Offset or neutralise is the final step, reserved for the narrow slice of emissions that remain after exhaustive avoidance, reduction, and removal efforts. Under the mitigation hierarchy, this is where high-quality carbon credits enter, but only if tied to a clearly defined and documented residual. VCMI's Claims Code prohibits using carbon credits to offset in-value-chain emissions or make 'carbon neutral' claims; instead, companies may make 'beyond value chain mitigation' claims for credits purchased in addition to, not instead of, reducing their own emissions .
The difference between this and traditional "buy credits to go neutral" is profound. You are not using credits to replace reductions. You are using them, transparently, for residual emissions after reduction is maxed out.

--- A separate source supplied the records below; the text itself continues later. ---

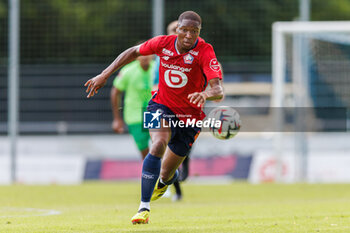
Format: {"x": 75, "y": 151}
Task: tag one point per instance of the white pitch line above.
{"x": 41, "y": 212}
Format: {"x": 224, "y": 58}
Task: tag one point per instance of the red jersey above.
{"x": 182, "y": 74}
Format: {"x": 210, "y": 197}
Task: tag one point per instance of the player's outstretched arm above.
{"x": 216, "y": 92}
{"x": 94, "y": 84}
{"x": 118, "y": 123}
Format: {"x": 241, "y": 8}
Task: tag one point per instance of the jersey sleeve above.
{"x": 210, "y": 64}
{"x": 156, "y": 71}
{"x": 121, "y": 81}
{"x": 151, "y": 46}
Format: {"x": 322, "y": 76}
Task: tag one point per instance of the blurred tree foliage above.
{"x": 90, "y": 31}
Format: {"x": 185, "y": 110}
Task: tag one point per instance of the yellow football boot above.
{"x": 141, "y": 217}
{"x": 158, "y": 192}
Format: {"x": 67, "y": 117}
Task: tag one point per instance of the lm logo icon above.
{"x": 152, "y": 120}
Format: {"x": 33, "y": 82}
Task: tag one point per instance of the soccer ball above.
{"x": 230, "y": 122}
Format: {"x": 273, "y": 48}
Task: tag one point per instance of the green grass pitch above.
{"x": 237, "y": 207}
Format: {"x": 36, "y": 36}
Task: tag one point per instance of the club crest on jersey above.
{"x": 167, "y": 52}
{"x": 188, "y": 59}
{"x": 214, "y": 65}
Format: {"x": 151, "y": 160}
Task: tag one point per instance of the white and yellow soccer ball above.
{"x": 230, "y": 122}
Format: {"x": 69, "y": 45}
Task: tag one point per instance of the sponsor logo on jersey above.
{"x": 188, "y": 59}
{"x": 214, "y": 65}
{"x": 195, "y": 53}
{"x": 167, "y": 52}
{"x": 175, "y": 78}
{"x": 175, "y": 67}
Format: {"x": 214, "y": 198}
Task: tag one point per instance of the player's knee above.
{"x": 158, "y": 147}
{"x": 165, "y": 175}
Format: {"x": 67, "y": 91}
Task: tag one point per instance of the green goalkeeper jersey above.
{"x": 136, "y": 83}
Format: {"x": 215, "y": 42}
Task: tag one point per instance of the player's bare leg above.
{"x": 168, "y": 173}
{"x": 144, "y": 152}
{"x": 150, "y": 172}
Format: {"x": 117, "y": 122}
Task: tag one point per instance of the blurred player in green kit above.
{"x": 135, "y": 80}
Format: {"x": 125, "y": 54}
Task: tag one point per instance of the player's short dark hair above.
{"x": 191, "y": 15}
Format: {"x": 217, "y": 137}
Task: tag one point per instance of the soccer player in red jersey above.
{"x": 187, "y": 65}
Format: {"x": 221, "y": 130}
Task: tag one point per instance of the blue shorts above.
{"x": 182, "y": 139}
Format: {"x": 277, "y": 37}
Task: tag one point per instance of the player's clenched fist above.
{"x": 94, "y": 84}
{"x": 197, "y": 98}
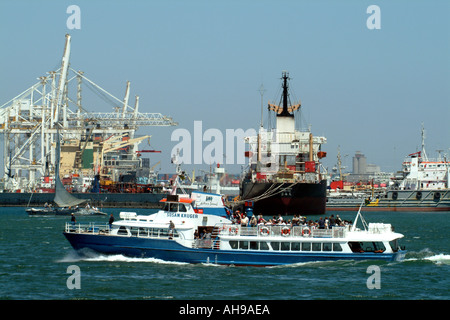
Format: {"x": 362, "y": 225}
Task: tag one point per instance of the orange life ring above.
{"x": 285, "y": 232}
{"x": 306, "y": 232}
{"x": 264, "y": 231}
{"x": 233, "y": 231}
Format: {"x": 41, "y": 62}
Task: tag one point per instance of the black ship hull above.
{"x": 286, "y": 198}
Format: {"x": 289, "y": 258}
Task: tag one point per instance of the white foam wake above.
{"x": 96, "y": 257}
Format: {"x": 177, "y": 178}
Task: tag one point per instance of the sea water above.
{"x": 36, "y": 262}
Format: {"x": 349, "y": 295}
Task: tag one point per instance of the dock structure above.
{"x": 28, "y": 124}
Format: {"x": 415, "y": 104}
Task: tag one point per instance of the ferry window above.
{"x": 122, "y": 231}
{"x": 143, "y": 232}
{"x": 243, "y": 245}
{"x": 378, "y": 247}
{"x": 337, "y": 247}
{"x": 275, "y": 245}
{"x": 394, "y": 245}
{"x": 233, "y": 244}
{"x": 326, "y": 246}
{"x": 355, "y": 246}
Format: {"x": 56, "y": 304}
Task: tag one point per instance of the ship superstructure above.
{"x": 284, "y": 164}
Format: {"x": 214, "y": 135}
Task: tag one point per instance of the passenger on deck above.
{"x": 261, "y": 220}
{"x": 295, "y": 220}
{"x": 244, "y": 220}
{"x": 321, "y": 223}
{"x": 253, "y": 221}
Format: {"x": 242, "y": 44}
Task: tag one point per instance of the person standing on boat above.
{"x": 171, "y": 228}
{"x": 111, "y": 220}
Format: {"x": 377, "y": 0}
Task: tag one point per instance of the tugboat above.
{"x": 284, "y": 170}
{"x": 178, "y": 233}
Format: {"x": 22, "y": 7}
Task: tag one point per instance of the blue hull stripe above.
{"x": 169, "y": 250}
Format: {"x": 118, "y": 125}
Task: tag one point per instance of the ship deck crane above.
{"x": 27, "y": 121}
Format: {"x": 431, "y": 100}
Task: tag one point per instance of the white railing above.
{"x": 281, "y": 230}
{"x": 87, "y": 228}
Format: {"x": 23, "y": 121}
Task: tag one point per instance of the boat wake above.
{"x": 91, "y": 256}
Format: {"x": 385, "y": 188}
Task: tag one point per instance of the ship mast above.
{"x": 285, "y": 96}
{"x": 284, "y": 109}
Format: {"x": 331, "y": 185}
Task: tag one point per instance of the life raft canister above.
{"x": 285, "y": 232}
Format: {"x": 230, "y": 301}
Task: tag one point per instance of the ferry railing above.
{"x": 87, "y": 228}
{"x": 282, "y": 230}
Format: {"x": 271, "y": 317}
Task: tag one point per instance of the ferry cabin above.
{"x": 170, "y": 235}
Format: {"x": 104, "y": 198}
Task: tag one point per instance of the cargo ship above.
{"x": 284, "y": 175}
{"x": 423, "y": 184}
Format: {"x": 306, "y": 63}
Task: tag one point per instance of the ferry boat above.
{"x": 171, "y": 235}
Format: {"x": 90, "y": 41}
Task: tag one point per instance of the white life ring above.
{"x": 264, "y": 231}
{"x": 285, "y": 232}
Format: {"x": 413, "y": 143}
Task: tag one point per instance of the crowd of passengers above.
{"x": 322, "y": 223}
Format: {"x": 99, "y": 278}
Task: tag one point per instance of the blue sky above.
{"x": 367, "y": 90}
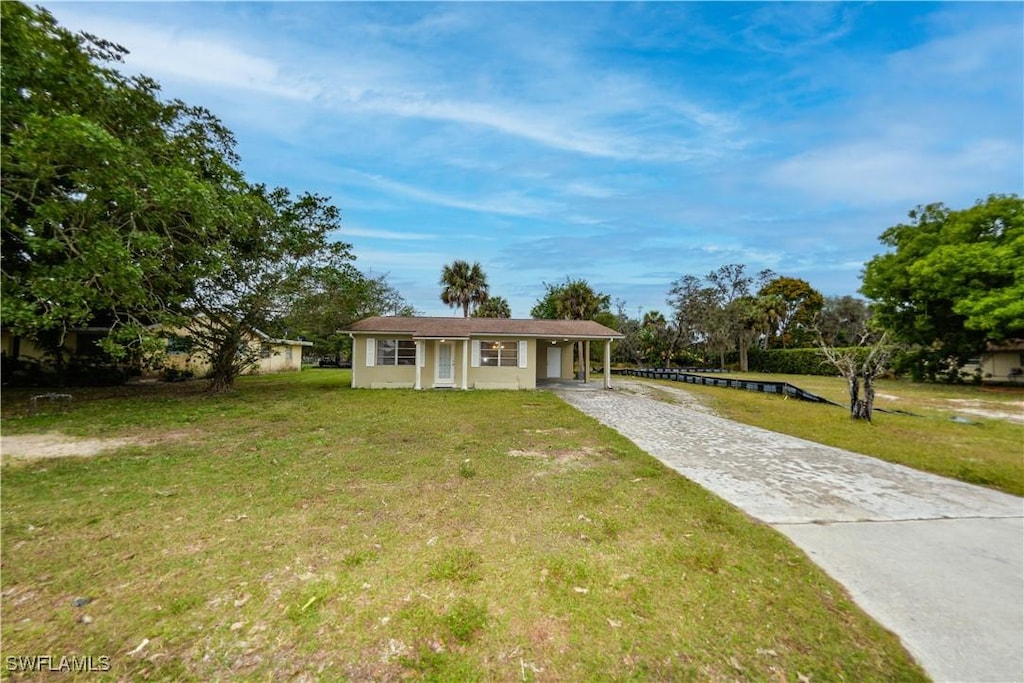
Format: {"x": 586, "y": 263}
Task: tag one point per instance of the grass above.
{"x": 983, "y": 451}
{"x": 297, "y": 528}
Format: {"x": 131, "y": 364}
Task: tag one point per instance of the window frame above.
{"x": 401, "y": 352}
{"x": 506, "y": 353}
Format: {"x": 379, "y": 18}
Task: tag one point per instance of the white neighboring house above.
{"x": 275, "y": 355}
{"x": 471, "y": 352}
{"x": 1001, "y": 363}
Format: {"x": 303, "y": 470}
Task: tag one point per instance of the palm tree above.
{"x": 494, "y": 307}
{"x": 464, "y": 285}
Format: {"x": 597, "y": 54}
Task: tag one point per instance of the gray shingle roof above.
{"x": 476, "y": 327}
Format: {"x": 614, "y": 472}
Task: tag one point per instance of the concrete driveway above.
{"x": 937, "y": 561}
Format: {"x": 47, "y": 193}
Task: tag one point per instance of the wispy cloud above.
{"x": 510, "y": 204}
{"x": 348, "y": 230}
{"x": 621, "y": 142}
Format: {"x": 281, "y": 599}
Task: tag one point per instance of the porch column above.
{"x": 420, "y": 356}
{"x": 586, "y": 361}
{"x": 607, "y": 364}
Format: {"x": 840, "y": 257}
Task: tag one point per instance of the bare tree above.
{"x": 864, "y": 363}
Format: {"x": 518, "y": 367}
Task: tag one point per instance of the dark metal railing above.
{"x": 686, "y": 375}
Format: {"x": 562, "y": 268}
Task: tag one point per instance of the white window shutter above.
{"x": 371, "y": 351}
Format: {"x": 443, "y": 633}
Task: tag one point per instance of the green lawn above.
{"x": 988, "y": 451}
{"x": 298, "y": 527}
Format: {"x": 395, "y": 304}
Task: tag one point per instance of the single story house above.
{"x": 275, "y": 355}
{"x": 471, "y": 352}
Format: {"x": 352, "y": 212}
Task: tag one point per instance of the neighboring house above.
{"x": 471, "y": 352}
{"x": 275, "y": 355}
{"x": 80, "y": 342}
{"x": 1003, "y": 361}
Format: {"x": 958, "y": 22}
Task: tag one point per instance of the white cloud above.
{"x": 882, "y": 171}
{"x": 348, "y": 230}
{"x": 202, "y": 58}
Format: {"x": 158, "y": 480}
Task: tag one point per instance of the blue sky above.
{"x": 628, "y": 144}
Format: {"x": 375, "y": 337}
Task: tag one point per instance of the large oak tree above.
{"x": 110, "y": 196}
{"x": 953, "y": 279}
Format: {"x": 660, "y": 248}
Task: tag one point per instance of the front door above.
{"x": 445, "y": 365}
{"x": 554, "y": 361}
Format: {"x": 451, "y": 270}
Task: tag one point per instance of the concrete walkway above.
{"x": 937, "y": 561}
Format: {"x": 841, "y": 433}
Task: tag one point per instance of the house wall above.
{"x": 403, "y": 377}
{"x": 999, "y": 366}
{"x": 379, "y": 377}
{"x": 508, "y": 378}
{"x": 541, "y": 363}
{"x": 27, "y": 348}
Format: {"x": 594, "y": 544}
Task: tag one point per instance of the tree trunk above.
{"x": 854, "y": 383}
{"x": 868, "y": 396}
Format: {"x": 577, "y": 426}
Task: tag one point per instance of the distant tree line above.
{"x": 124, "y": 211}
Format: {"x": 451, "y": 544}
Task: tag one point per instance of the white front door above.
{"x": 554, "y": 361}
{"x": 445, "y": 365}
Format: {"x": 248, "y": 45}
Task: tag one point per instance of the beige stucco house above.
{"x": 274, "y": 355}
{"x": 471, "y": 352}
{"x": 1003, "y": 363}
{"x": 271, "y": 355}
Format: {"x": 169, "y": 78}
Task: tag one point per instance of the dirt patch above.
{"x": 55, "y": 444}
{"x": 1012, "y": 411}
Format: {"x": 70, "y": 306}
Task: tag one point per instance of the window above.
{"x": 89, "y": 344}
{"x": 499, "y": 354}
{"x": 395, "y": 352}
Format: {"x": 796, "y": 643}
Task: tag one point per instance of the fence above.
{"x": 686, "y": 375}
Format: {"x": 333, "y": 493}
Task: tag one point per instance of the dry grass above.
{"x": 981, "y": 446}
{"x": 311, "y": 531}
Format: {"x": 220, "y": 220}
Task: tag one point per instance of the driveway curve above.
{"x": 937, "y": 561}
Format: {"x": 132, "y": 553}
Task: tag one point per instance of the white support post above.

What counts as 'unavoidable' emissions – and where high-quality carbon credits fit
Defining residual or unavoidable emissions is where many companies stumble. Too narrow a definition and you artificially inflate your offset bill; too loose and you greenwash. The right threshold is what remains after all technically feasible and economically reasonable avoidance and reduction measures have been implemented and documented, not what is left after this year's budget negotiation.
Academic work on corporate carbon neutrality pathways suggests using cost-abatement curves, technology readiness assessments, and scenario analysis to set these thresholds.
For example, a manufacturer might define residual emissions as those from processes where alternative technologies are not yet commercially available at scale, or where abatement costs exceed an agreed internal carbon price. The key is transparency: document the options you evaluated, the feasibility analysis, the cost comparison, and the governance approval. This evidence trail satisfies auditors, defends board decisions, and protects against accusations of premature offsetting.
Once residuals are defined, the quality of any biodiversity offset or carbon credit matters enormously. Recent research is unforgiving. A Max Planck Institute study finds that emission reductions from many carbon credit projects are substantially overestimated , and a Nature Communications meta-analysis of 89 multinationals shows no significant relationship between voluntary offsetting and improved corporate emission reductions or target ambition . Translation: low-quality credits do not drive decarbonisation and expose you to reputational risk.

High-quality credits meet strict integrity criteria: additionality (the project would not have happened without carbon finance), permanence (storage is durable, with robust risk buffers), accurate measurement, reporting, and verification (MRV), no double counting, and alignment with frameworks like the ICVCM Core Carbon Principles. VCMI requires that carbon credits used for Claims meet the ICVCM Core Carbon Principles for high quality, and that tier thresholds be third-party verified .
Senken's approach operationalises this. The Sustainability Integrity Index evaluates projects across more than 600 data points, covering additionality, leakage and permanence analysis, beyond-carbon co-benefits, transparent reporting processes, and compliance with ICVCM and CSRD expectations. Only around 5% of assessed projects pass. That rigour is exactly what the mitigation hierarchy demands at the offset step: you may neutralise residuals, but only with credits that meet the same scientific standard you applied to avoidance and reduction.